Friday, 12 September 2014

What You Believe is What You Will See!

Our deepest fear is not that we are inadequate. Our deepest fear is that we are powerful beyond measure. It is our light, not our darkness that most frightens us. We ask ourselves, Who am I to be brilliant, gorgeous, talented, and fabulous? Actually, who are you not to be? You are a child of God. Your playing small does not serve the world. There is nothing enlightened about shrinking so that other people will not feel insecure around you. We are all meant to shine, as children do. We were born to make manifest the glory of God that is within us. It is not just in some of us; it is in everyone and as we let our own light shine, we unconsciously give others permission to do the same. As we are liberated from our own fear, our presence automatically liberates others. - Marianne Williamson

If we can lay aside the debate as to the source of the above quotation and just consider the content what do we have here?

Well it certainly goes against the grain of the group mind that creates the dogmatically diminutive and overtly polite Canadian persona that is often used as a measure of just how "not-American" (as in from the U.S.A.) "we" are.

As I journey and consider the quality of humility as it pertains to my way of being in the world, it seems to me to paint a picture of one that stands fully in all that they were created to be - what we have then, is a radically different representation of true humility.

I suppose it's a potentially slippery slope to try and expand upon the quality of humility without crossing the line into ego-aggrandizement, or at least being accused of doing so. That in itself might be the very barrier to ones full expression of themselves- "others will think poorly of me." If this were to be the criteria used to decide when one could stand in authenticity, when exactly would you ever be "free" to do so? I think the short answer is - Never!

Truly there is nothing "enlightened" about playing small for the purpose of care taking the feelings of others. If everyone is wandering around in this group consciousness of competitive self-abasement  i.e. "oh no it was nothing," "no really it wasn't that good - I should have done much better," "I'm nothing compared to...." "I could not even hope to carry his/her baggage" this is not "humility." This is more likely the flip-side of an ego that sees it necessary to over-inflate the self, in order to mask deep wounds, feelings of inferiority and inadequacy, by seeking love and attention from outside the self to compensate for a lack of love from within, by drawing support from others through self-criticism. From this mind-set it can be difficult even to accept love no matter where it is coming from. Attempts to express love to individuals such as this, are met with various forms of deflection leaving the giver perhaps feeling slighted and the receiver continuing to feel empty.

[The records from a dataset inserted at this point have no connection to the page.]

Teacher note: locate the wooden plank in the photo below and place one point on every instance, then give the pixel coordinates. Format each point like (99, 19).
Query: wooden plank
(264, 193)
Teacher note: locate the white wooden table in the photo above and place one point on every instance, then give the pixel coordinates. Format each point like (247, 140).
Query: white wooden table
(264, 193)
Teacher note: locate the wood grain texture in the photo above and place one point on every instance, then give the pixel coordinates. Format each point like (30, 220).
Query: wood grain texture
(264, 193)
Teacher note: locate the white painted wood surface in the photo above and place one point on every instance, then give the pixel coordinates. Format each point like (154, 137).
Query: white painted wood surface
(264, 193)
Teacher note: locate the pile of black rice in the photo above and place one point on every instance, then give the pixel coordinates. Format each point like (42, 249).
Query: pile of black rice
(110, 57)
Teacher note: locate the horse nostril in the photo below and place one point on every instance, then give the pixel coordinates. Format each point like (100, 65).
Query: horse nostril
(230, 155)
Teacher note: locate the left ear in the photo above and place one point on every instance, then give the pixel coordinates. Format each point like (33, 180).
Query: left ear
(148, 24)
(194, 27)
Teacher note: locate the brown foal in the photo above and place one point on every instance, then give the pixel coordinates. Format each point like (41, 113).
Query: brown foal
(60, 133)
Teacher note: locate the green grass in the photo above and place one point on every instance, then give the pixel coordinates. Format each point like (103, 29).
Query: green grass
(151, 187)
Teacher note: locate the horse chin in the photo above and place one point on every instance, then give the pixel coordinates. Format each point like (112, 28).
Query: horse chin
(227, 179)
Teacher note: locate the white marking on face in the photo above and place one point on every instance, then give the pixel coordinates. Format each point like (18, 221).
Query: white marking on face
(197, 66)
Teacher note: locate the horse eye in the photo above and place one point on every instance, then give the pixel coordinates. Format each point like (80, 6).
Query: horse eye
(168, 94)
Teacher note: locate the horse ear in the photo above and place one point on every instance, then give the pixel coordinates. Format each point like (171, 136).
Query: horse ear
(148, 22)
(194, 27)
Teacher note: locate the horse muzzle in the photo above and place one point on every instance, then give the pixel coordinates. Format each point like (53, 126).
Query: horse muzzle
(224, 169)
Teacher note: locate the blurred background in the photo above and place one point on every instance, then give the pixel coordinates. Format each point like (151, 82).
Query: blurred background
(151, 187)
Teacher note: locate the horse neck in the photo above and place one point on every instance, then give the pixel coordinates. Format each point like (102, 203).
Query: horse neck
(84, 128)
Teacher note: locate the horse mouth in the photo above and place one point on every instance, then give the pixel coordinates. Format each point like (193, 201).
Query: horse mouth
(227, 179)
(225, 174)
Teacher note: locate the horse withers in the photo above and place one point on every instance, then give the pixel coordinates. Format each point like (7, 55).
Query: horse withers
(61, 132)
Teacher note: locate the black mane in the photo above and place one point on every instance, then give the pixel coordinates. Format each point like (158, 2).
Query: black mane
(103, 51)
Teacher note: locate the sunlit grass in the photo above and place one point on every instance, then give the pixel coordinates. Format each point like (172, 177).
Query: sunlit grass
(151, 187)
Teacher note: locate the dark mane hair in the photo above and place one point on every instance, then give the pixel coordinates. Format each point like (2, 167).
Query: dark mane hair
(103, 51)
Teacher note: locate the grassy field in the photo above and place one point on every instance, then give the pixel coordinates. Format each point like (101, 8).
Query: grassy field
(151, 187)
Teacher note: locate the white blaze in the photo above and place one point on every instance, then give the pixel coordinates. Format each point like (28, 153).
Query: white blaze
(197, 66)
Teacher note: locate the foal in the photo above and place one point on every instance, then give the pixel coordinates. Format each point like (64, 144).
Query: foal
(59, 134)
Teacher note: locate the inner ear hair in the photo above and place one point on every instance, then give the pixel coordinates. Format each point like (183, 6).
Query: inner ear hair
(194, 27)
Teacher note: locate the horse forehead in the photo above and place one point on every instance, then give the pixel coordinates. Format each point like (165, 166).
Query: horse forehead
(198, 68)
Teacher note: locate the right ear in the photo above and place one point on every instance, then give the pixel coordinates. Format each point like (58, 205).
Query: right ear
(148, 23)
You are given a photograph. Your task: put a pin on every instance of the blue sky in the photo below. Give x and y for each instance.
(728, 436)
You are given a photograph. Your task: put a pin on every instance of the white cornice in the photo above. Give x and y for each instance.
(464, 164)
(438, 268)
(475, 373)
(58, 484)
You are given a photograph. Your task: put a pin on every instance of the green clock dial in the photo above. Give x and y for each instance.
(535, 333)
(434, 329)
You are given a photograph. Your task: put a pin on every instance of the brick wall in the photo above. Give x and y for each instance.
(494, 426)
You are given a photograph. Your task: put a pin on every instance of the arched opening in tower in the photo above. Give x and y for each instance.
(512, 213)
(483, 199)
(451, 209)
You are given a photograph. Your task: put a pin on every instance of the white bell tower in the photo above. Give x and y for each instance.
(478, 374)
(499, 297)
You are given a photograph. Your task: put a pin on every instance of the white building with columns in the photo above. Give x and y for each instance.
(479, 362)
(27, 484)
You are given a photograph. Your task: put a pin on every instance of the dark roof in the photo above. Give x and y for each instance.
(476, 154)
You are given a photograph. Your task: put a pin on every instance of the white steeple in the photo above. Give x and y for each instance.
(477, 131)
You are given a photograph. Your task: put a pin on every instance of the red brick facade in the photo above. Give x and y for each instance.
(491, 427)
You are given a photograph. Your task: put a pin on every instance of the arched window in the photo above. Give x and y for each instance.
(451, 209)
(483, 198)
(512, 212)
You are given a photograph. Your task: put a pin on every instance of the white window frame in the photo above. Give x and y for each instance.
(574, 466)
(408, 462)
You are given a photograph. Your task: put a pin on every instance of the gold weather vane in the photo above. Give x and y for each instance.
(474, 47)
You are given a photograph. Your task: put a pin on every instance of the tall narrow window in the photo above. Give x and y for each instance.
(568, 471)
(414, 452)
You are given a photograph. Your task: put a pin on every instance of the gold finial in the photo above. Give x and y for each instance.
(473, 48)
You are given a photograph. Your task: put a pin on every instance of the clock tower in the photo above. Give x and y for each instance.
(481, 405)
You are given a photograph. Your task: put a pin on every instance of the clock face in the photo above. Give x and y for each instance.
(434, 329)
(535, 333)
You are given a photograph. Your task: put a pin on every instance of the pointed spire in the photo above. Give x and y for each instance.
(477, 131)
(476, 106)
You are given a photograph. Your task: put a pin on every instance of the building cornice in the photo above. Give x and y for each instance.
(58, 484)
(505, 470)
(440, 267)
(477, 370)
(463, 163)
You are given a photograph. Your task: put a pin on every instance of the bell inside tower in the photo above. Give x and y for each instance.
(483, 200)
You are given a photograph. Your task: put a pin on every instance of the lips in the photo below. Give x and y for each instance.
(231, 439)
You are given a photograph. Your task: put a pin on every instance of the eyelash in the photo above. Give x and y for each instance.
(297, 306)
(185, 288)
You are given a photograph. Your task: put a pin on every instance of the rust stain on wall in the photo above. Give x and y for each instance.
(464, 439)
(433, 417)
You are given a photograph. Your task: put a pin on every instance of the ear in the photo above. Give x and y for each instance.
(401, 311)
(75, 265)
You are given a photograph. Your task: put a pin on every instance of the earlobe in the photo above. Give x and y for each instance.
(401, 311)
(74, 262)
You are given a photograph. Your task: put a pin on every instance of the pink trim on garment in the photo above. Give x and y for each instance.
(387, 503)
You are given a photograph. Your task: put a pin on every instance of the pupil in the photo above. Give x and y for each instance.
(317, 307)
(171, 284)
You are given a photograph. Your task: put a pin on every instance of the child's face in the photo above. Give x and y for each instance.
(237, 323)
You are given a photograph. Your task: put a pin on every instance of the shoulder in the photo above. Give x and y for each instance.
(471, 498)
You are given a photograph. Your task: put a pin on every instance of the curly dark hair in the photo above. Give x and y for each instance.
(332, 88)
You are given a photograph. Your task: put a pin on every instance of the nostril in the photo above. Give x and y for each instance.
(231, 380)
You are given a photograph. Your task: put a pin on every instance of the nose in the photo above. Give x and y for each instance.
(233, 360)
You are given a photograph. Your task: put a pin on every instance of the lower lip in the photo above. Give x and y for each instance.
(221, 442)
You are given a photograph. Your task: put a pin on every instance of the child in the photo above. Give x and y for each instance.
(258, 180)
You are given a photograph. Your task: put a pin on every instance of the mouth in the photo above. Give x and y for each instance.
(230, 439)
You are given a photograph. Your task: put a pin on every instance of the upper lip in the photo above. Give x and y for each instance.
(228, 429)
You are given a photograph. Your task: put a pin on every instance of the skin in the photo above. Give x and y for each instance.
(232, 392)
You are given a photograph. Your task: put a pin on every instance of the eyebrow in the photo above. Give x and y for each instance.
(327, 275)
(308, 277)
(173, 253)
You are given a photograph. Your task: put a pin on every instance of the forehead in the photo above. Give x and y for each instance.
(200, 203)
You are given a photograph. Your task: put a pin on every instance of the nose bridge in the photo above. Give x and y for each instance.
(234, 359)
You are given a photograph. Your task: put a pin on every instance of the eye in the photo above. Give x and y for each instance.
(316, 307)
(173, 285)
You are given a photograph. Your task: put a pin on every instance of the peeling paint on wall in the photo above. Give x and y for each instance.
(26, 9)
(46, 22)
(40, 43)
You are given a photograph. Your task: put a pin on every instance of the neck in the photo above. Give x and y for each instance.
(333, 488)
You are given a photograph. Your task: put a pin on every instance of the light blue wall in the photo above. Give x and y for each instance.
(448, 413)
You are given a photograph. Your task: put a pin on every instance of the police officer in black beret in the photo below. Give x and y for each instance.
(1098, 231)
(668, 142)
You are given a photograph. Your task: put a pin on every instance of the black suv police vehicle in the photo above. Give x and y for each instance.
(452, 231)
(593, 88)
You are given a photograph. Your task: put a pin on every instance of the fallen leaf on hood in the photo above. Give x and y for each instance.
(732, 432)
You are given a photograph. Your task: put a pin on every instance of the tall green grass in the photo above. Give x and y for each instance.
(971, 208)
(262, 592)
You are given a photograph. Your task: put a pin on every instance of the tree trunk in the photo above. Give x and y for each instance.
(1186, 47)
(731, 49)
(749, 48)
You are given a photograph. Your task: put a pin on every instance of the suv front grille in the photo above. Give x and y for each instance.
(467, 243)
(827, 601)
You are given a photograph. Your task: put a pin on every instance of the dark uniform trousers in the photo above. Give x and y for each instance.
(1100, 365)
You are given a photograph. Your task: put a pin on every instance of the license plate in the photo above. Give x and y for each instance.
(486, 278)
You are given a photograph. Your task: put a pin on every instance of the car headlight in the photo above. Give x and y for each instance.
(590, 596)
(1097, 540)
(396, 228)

What then would a healthy love and appreciation of self look like? Well to begin with I'm not talking about being boastful. The problem is there is many a paradigm existing that would cast dispersion on the self-loving individual. It is not widely encouraged to be overly "self-concerned" and yet if I'm not concerned for myself - who is going take that on? And while it has been said "pride goes before destruction and a haughty spirit before a fall." There will be no need to concern yourself about falling if you never allow yourself to get up, let alone fly. To one entrenched and well-schooled in selflessness as a virtue and "not blowing ones own horn" someone that is confidently and fully standing in their power and freely self-expressed, might be said to be "arrogant." Scripture such as the previous have been twisted and subject to some of the same treatment as some mainstream theology that suggest that "we" are certainly not worthy of God's praise - so what would make you think you should hold yourself in high esteem? A life of suffering is presented as "our" comeuppance for the presumed sinful nature of humanity. Still from this frame of reference it is suggested if you "give until it hurts"that somehow there is a reward, in so doing.

So then to "devalue" oneself is not at all bestowing that which is rightly due. It's easy to see that if you have a congregation full of people and that at their core, they feel poorly about themselves, they as a group, would be easily controlled and manipulated. This of course has nothing to do with a loving universe or a Creator synonymous with love, which of course many of these "mainstream" theologies aren't preaching. However if you consider a paradigm which insists that you are loved unconditionally, in fact the truth of your being is that you are love - that you are worthy of love, deserving of love, equal to (not less than) any other human being, that creation/the creator itself, loves you then who are you to be running around playing small, limiting yourself in thought and deed. It would be rather lacking in humility to take such a stance.

I'm not going to go into the myriad ways in which one might begin to walk a path which would begin to de-robe them of familial, societal, cultural etc. varieties of limited thinking and erroneous beliefs. I am suggesting that a consciousness built around unconditional love would involve a vision of win/win. There would be no need to play the martyr (not that there is one now) but the martyr archetype is certainly widely embraced. There's not anything particularly loving about it, if one party or group is diminished so drastically in order for the other to benefit. I would hazard to say - one cannot make a "big splash" by making themselves perpetually small. It also might just be, that though again, I'm not talking about being seen for the sake of being seen, just the same, if one is trying to reach and inspire others then you must be seen, heard and putting it out there!